The Game of Giantesses

One of the scariest moments in my life happened in Wales. It wasn’t a storm from the Irish Sea or a plane crash or even a bar fight. It was just a game.

I’d saved up enough vacation time for two solid weeks of travel. That’s to say, nine days: I planned my trip around a holiday and its three-day weekend. That doesn’t sound like much but my job’s benefits are shit, and it took two years of keeping my nose to the grindstone and never being sick. Well, “never”: I was passing-out sick with the flu for a week, but I kept coming in to do my job. I’m sure I infected a few people but my boss is an asshole and he never noticed my condition. He’s one of those petty power-mongers that…
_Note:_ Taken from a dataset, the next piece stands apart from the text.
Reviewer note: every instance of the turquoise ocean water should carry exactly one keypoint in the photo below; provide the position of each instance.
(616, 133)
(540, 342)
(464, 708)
I digress. I just want to emphasize that it took a lot of effort and concentration to save up for two whole weeks of vacation. And when I requested it, sure, my boss looked like he was considering firing me. What I had going for me wasn’t my argument: I printed out a stack of articles about how going on vacation is good for productivity, how it’s essential for mental and physical health, how it costs less than the burden on the health care system from not taking a break. No, he turned that around on me and tried to accuse me of embezzling office supplies to print these out, until I showed him my receipt from Kinko’s. No, the persuasive argument was that this asshole had already been taken to task by HR for firing someone else who wanted their rightfully earned vacation time. Some smart-ass in Finance ran up a report on how his trial actually cost the company three times as much as it did to train in a new employee.

So he had to let me take my vacation, and he had to promise my job would be waiting for me when I got back, and he couldn’t show a shred of rancor or resentment. Just to be safe, though, I stopped checking email and shut off my phone for all of Friday before I took off, because I knew he’d try to find some way around this and rope me in for an assignment, or just leave some kind of message to sour my good time. One step ahead of you, asshole.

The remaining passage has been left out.